Could words have been more stupid? There are
depths of fatuity in me, friend o’ my soul, that
are simply bottomless!
He extended his hand, smiling, and
I delivered mine into it without a moment’s
hesitation, and when his fingers closed about it to
assist me to my feet the consciousness that it trembled
made me blush worse than the red west. I got
up, however, and after a while, observing that he
had not let go my hand I pulled on it a little, but
unsuccessfully. He simply held on, saying nothing,
but looking down into my face with some kind of smile—I
didn’t know—how could I?—whether
it was affectionate, derisive, or what, for I did
not look at him. How beautiful he was!—
with the red fires of the sunset burning in the depths
of his eyes. Do you know, dear, if the Thugs
and Experts of the Blavatsky region have any special
kind of eyes? Ah, you should have seen his superb
attitude, the god-like inclination of his head as
he stood over me after I had got upon my feet!

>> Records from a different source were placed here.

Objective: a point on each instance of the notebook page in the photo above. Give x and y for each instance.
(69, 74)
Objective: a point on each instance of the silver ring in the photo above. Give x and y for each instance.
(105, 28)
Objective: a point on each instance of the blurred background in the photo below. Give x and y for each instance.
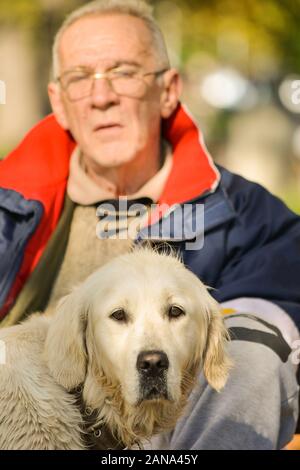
(241, 66)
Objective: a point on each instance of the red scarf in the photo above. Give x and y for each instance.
(38, 169)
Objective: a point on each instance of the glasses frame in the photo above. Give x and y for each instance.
(105, 75)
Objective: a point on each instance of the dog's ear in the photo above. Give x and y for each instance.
(216, 363)
(65, 349)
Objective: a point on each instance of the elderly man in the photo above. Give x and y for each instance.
(120, 135)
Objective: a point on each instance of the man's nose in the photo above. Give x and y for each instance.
(103, 94)
(152, 363)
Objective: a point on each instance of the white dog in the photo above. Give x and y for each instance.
(132, 337)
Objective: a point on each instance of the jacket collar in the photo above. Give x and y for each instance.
(43, 157)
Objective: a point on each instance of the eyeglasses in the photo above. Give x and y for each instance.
(78, 83)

It was a noble picture, but I soon destroyed it, for
I began at once to sink again to the earth. There
was only one thing for him to do, and he did it; he
supported me with an arm about my waist.
“Miss Dement, are you ill?” he said.
It was not an exclamation; there was
neither alarm nor solicitude in it. If he had
added: “I suppose that is about what I am
expected to say,” he would hardly have expressed
his sense of the situation more clearly. His
manner filled me with shame and indignation, for I
was suffering acutely. I wrenched my hand out
of his, grasped the arm supporting me and pushing
myself free, fell plump into the sand and sat helpless.
My hat had fallen off in the struggle and my hair
tumbled about my face and shoulders in the most mortifying
way.
“Go away from me,” I cried,
half choking. “O please go away,
you—you Thug! How dare you think that
when my leg is asleep?”
I actually said those identical words!
And then I broke down and sobbed. Irene, I blubbered!
His manner altered in an instant—I
could see that much through my fingers and hair.
He dropped on one knee beside me, parted the tangle
of hair and said in the tenderest way: “My
poor girl, God knows I have not intended to pain you.
How should I?—I who love you—I
who have loved you for—for years and years!”
He had pulled my wet hands away from
my face and was covering them with kisses. My
cheeks were like two coals, my whole face was flaming
and, I think, steaming. What could I do?
I hid it on his shoulder—there was no other
place. And, O my dear friend, how my leg tingled
and thrilled, and how I wanted to kick!
We sat so for a long time. He
had released one of my hands to pass his arm about
me again and I possessed myself of my handkerchief
and was drying my eyes and my nose. I would not
look up until that was done; he tried in vain to push
me a little away and gaze into my face. Presently,
when all was right, and it had grown a bit dark, I
lifted my head, looked him straight in the eyes and
smiled my best—my level best, dear.
“What do you mean,” I said, “by
’years and years’?”
“Dearest,” he replied,
very gravely, very earnestly, “in the absence
of the sunken cheeks, the hollow eyes, the lank hair,
the slouching gait, the rags, dirt, and youth, can
you not—will you not understand? Gunny,
I’m Dumps!”
In a moment I was upon my feet and
he upon his. I seized him by the lapels of his
coat and peered into his handsome face in the deepening
darkness. I was breathless with excitement.
“And you are not dead?”
I asked, hardly knowing what I said.
“Only dead in love, dear.
I recovered from the road agent’s bullet, but
this, I fear, is fatal.”
“But about Jack—Mr. Raynor?
Don’t you know—”
“I am ashamed to say, darling,
that it was through that unworthy person’s suggestion
that I came here from Vienna.”
Irene, they have roped in your affectionate friend,
MARY JANE DEMENT.
P.S.—The worst of it is
that there is no mystery; that was the invention of
Jack Raynor, to arouse my curiosity. James is
not a Thug. He solemnly assures me that in all
his wanderings he has never set foot in Sepoy.